As much as mistakes are heralded and lauded in each commencement speech from Harvard to Stanford, they seldom feel that way while you are free-falling out of control. Like when you lose your home. Or job. Or mother. Or marriage. Or health. The sensation of spinning is never a welcome sensation. Instead, we flail about trying to latch on to anything to prevent the inevitable broken bones we receive on impact; desperate to cling to every hope, false or otherwise, that eases us down.
But the truth is, as you lay for some time in the dust, you realize, you must rise again. You simply must. And eventually we do. We don our finest and face the disaster head on. Probably not at first, but if we survive the catastrophe, or for some, multiple catastrophes, we simply must stand. Personally, I am buoyed by Vince Lambardi’s words, “It does not matter how many times you get knocked down, but how many times you get up.” I guess you could say this has been my motto, and one that keeps me looking up and out, smiling, as I get my feet under me once again.
One way to remember that the glass is half full or that there is always lemonade to be made, even when all around it seems to be raining cats and dogs, is to dress for success. This I learned first hand, standing on the edge of my mother’s bed (so I could peer into her top drawers) as she dressed for a Saturday night. Those top drawers were the best ones as they contained colorful silk scarves and shiny trinkets in small boxes, and as my mother peered into the mirror to add her finishing touches I marveled at how a woman who minutes before was dashing about the yard with her hair in a ponytail could turn on a dime into a glam icon. Saturday night is not for staying in or eating ice cream from a container, oh no, it is for dancing and dining and glittering in the night with a table lit by the laughter of friends and family.

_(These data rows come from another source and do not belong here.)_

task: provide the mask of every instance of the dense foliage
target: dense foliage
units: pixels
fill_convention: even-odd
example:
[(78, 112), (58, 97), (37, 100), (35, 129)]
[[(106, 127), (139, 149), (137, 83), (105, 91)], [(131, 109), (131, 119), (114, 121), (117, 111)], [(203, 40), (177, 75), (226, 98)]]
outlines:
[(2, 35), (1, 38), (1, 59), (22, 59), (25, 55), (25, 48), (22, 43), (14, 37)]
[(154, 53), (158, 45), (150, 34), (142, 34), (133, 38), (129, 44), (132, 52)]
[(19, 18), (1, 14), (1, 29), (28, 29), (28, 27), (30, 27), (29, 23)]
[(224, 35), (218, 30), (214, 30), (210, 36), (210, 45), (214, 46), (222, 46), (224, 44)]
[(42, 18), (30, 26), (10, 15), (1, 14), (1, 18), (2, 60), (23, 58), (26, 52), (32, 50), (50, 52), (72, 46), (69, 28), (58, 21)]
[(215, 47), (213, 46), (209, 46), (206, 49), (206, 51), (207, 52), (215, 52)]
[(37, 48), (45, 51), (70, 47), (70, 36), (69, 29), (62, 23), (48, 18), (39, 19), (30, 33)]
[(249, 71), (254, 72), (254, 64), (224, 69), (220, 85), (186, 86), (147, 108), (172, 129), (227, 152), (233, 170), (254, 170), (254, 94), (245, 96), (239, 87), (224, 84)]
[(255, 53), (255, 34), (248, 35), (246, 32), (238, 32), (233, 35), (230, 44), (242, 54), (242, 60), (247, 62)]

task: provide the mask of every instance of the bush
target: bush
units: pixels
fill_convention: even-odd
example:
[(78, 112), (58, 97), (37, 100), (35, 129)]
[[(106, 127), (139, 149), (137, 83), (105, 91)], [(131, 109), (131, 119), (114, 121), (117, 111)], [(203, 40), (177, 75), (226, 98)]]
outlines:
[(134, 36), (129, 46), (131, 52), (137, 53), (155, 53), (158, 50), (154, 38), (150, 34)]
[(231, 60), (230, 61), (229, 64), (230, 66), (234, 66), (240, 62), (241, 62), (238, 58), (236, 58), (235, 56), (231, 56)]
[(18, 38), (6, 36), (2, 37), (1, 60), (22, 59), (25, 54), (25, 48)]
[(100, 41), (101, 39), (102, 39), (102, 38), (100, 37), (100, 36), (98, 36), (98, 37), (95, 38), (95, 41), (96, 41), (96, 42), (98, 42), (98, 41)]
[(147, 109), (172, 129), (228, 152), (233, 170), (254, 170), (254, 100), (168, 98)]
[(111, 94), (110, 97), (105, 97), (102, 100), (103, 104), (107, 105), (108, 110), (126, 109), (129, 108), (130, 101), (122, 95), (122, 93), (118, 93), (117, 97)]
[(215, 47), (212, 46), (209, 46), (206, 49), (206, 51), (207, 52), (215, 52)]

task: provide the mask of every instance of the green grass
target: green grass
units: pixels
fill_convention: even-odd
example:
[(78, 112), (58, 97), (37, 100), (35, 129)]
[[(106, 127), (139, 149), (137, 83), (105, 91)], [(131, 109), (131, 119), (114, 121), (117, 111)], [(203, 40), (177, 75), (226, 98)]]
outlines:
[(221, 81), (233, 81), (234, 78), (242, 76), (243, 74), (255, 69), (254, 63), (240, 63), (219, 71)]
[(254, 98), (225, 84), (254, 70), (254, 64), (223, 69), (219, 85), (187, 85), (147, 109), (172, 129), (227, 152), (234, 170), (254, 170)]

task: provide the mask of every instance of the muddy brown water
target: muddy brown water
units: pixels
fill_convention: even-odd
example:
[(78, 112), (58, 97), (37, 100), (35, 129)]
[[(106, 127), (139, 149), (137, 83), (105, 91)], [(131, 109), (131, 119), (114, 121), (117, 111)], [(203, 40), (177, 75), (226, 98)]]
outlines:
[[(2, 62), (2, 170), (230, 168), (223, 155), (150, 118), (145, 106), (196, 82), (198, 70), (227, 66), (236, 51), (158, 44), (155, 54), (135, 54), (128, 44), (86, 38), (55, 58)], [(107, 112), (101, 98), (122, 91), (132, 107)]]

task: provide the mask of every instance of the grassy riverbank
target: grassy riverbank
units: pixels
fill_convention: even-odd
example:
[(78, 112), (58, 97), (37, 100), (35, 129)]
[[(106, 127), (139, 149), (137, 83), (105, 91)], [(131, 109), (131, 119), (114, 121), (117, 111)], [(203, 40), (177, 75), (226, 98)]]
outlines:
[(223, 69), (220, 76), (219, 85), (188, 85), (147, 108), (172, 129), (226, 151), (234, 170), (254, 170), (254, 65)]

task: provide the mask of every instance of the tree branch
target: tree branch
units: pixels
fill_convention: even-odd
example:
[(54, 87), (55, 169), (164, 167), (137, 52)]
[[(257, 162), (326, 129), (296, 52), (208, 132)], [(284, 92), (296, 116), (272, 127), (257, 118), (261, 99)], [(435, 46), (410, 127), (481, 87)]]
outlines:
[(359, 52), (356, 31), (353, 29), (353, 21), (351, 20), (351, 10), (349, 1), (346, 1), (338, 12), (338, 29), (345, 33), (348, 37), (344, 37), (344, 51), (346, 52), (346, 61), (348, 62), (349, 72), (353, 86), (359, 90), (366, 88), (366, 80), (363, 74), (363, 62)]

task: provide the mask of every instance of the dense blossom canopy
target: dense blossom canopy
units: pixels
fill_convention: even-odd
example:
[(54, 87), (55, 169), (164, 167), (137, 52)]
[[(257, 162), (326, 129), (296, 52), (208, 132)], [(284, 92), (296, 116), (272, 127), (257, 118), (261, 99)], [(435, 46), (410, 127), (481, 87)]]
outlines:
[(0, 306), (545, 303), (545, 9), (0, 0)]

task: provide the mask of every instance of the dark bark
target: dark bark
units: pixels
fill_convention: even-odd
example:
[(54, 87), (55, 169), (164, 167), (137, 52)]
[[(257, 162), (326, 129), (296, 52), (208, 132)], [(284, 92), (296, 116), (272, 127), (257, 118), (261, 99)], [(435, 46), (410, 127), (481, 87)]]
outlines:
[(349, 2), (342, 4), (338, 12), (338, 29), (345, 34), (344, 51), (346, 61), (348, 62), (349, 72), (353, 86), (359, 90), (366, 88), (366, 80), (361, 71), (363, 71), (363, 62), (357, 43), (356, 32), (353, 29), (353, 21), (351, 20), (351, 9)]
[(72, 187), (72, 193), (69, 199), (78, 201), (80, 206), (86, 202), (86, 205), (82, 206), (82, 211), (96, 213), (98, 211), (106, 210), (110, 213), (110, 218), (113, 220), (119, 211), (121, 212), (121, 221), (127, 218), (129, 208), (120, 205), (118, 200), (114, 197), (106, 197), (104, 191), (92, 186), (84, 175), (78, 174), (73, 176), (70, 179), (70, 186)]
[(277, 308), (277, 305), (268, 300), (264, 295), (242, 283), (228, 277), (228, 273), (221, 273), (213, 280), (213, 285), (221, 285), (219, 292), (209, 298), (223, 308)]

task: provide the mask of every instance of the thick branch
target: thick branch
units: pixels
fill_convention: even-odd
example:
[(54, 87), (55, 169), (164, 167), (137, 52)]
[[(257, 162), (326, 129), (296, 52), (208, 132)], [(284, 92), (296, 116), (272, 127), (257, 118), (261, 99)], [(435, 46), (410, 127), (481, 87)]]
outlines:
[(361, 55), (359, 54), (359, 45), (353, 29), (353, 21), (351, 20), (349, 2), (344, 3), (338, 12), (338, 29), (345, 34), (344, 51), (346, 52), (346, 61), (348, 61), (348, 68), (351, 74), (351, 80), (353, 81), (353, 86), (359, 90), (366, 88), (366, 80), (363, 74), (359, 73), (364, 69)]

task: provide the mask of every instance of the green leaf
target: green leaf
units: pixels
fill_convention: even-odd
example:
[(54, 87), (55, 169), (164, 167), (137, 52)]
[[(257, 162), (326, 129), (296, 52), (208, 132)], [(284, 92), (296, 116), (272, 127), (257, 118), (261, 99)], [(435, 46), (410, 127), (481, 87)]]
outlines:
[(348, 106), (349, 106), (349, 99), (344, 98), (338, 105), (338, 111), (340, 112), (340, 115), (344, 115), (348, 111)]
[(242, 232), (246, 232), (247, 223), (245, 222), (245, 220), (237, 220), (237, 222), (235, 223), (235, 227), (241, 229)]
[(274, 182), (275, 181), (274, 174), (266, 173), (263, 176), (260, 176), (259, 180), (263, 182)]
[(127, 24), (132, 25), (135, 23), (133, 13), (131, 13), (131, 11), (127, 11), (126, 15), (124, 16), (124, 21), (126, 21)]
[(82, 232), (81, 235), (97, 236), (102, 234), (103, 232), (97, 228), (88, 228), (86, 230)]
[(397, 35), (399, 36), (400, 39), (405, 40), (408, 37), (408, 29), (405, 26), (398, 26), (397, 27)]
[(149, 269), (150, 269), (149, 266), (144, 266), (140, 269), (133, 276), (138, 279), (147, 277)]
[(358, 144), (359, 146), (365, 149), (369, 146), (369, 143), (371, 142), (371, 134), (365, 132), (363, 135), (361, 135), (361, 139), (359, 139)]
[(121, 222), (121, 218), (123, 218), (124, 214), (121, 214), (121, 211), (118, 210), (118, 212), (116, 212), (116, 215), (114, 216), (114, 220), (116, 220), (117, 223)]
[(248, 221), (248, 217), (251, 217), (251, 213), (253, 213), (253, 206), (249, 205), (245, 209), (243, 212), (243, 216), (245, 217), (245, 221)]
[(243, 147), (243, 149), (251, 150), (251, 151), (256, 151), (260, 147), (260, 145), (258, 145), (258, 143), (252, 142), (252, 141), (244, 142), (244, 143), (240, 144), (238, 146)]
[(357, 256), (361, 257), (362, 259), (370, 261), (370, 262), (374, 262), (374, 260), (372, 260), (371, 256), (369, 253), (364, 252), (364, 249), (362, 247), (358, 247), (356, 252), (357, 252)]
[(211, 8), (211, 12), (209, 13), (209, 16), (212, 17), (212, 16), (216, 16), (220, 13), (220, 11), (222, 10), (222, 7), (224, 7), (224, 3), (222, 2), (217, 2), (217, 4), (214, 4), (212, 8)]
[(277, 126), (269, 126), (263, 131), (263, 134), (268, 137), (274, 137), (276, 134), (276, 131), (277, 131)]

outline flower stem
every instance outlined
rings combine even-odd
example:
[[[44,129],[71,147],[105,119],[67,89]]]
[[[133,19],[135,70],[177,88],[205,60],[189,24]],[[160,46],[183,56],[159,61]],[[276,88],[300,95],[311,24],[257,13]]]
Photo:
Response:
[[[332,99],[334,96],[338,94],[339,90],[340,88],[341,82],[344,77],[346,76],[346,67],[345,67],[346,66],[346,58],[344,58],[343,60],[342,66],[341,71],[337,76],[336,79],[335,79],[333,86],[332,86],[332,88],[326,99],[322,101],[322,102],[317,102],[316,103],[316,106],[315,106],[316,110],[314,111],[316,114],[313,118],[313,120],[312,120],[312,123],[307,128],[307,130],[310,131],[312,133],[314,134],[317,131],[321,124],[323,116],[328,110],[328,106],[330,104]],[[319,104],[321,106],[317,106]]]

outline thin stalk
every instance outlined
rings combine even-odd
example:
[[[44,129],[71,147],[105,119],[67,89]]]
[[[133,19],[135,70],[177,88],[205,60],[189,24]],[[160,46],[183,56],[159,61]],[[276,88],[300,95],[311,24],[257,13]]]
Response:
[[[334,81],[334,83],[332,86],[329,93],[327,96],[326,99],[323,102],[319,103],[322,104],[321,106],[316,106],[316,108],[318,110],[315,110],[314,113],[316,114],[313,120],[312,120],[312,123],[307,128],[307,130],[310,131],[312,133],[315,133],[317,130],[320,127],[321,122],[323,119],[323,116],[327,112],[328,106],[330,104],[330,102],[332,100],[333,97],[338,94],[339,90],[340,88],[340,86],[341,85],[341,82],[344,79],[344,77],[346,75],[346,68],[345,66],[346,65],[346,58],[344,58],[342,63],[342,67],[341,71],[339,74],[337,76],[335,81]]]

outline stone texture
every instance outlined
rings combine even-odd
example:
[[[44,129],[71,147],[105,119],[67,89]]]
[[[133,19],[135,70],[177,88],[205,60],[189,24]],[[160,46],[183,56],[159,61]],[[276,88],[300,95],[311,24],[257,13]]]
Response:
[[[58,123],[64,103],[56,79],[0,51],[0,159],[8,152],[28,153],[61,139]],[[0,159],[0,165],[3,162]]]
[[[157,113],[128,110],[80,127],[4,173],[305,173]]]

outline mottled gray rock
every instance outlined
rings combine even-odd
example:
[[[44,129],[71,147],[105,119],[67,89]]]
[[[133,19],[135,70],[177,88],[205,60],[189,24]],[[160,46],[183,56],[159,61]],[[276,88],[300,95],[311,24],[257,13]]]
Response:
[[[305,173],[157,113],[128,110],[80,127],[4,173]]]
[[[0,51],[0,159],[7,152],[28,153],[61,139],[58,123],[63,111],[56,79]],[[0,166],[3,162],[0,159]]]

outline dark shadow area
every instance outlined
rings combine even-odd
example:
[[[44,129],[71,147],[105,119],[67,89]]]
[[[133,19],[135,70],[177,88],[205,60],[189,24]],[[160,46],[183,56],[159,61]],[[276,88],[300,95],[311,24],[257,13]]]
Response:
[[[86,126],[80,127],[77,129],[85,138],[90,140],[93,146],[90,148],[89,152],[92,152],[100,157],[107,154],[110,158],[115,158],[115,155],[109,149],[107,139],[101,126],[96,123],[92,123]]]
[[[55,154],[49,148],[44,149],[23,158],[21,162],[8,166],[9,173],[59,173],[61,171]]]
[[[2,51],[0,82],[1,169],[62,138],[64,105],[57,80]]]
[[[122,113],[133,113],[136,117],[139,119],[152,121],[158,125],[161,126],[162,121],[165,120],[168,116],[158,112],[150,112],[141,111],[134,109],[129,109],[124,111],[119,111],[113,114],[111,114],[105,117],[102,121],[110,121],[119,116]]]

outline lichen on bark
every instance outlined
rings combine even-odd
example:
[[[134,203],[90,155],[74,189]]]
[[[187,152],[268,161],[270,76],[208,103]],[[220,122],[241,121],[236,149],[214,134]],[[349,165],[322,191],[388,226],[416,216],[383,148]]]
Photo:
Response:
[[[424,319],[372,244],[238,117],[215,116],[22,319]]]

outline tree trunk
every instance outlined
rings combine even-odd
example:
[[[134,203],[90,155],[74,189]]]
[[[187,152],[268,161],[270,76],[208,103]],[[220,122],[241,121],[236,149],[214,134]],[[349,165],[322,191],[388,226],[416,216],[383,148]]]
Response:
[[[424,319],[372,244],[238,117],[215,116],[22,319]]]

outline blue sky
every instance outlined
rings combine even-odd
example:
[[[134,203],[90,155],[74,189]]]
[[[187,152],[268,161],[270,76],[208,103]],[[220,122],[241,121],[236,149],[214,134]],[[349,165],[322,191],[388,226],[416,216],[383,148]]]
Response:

There is plenty to get back up for when you invite the world into yours, when you share your exuberance, and when you say yes to the party. This I learned from not only my mother, but her whole generation, who showed up at each other’s birthdays, and anniversaries, for baptisms and graduations, and in the end, funerals, and in doing so, built lasting communities in a way that many of us can only realize in faded photos. But, I suggest, be the pride and joy, raise a glass, salute the world, and live the life of Riley, high on the hog, even if you’re working 9 to 5, live the dream.
Don’t cry over spilt milk, instead, go have the time of your life, for there’s no time like the present, to go back to the drawing board and realize every cloud has a silver lining, at least once in a blue moon.